INDIGENOUS ART & THE PANDEMIC
In times of great uncertainty, it’s pivotal to shift the focus to the most vulnerable. As the Covid-19 pandemic rapidly spread throughout the world, many indigenous lives were significantly affected. These communities already face greater threats under normal circumstances than most of us yet they still don’t receive the protection needed. Traditional forest communities are disproportionately affected as their access to basic resources is extremely limited, such as health care and proper housing.
This scenario is a product of generations of systemic racism, negligence and lack of care. We were ultimately led to one question: how can we contextualize indigenous art in the face of a global pandemic?
Protecting the Amazon in Brazil and Aboriginal territories in Australia, ensures the safety of indigenous artists and their families, especially during the pandemic. When we talk about protecting the environment we are also taking into consideration the people that live there, both responsible for constituting a biologically and culturally rich ecosystem.
As indigenous artists have been slowly incorporated into the art world, major institutions, galleries and museums are increasingly showcasing indigenous artwork.
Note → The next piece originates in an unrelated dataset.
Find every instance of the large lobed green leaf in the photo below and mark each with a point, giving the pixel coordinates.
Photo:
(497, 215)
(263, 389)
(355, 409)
However, the artists themselves are still working under the rules of a significant unequal industry, where non-indigenous artists still get paid far more than indigenous ones. This creates a problematic scenario: collectors seem to appreciate indigenous art, but are still not concerned in protecting indigenous lives. Indigenous culture can’t survive by existing under merely symbolic terms.
THE IMPORTANCE OF BUYING ETHICALLY
As a consumer, buying ethically is how you protect artists while contributing to a more fair art economy. The Indigenous Code aims to preserve and promote ethical trading of indigenous art while also protecting against dealers who don’t respect their wellbeing and their communities. They advise in asking these questions when acquiring an artwork:
- Who is the artist?
- Where is the artist from?
- How does the artist get paid?
The institution you are buying the work from should be equipped in answering any questions you may have about the artists they represent, how they source their pieces and the transparency around their prices.
Buying ethically is the first step in the right direction when supporting indigenous artists.